In this age of unbridled innovation and the relentless pursuit of optimal performance, the concept of the uncanny valley is slowly permeating everything around us. Today’s modern, young go-getter understands they’re not a human being, but a “personal brand.” Their life can’t be given over to the chaos of reality; rather, it must be a hyper-curated experience that’s well-documented across multiple platforms, not only for posterity, but in the hope that the internet at large will validate their choices. They may be screaming inside, but there’s an Instagram filter to hide that. There’s a filter for everything.

And when you filter out your life’s flaws, when you insist on a standard of perfection that makes everyone and everything exactly the same, you have taken up residence in the uncanny valley.

But flaws are the things make us wonderful! Our quirks, our idiosyncrasies, our valiant tries and spectacular failures—those are the things that differentiate us from the technically flawless and soon-to-be sentient sexbots. And the uncanny valley has not only taken up residence in obvious places, like our curated social media personas or the lies we sell on Tinder. It is slowly, and detrimentally, warping our relationship with the foods we love.

Animated illustration of a person taking a photograph of a messy tray of cookies, then swiping a filter over the image to make the cookies look perfect.

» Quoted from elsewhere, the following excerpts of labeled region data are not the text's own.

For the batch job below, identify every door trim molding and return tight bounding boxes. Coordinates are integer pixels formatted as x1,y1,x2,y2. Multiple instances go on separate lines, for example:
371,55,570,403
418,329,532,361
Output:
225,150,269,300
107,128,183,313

I understand the irony of making this statement on Serious Eats, a website dedicated to culinary perfection, one that researches and tests recipes over and over and over again until they have reached their flavorful apotheosis. And while you can be sure that whatever Kenji or Stella or any of these other nerds present to you on your screen is, perhaps, technically perfect, they’re still missing something important: you. It’s your tweaks, your impulses, and—yes—your tiny little screwups that make the food you cook wonderful by tethering its very existence to your own hands in that exact moment of time.

So, being that this is Serious Eats, I’ve come to the table with a piece of evidence to back up all of this crazy talk: GRANDMAS.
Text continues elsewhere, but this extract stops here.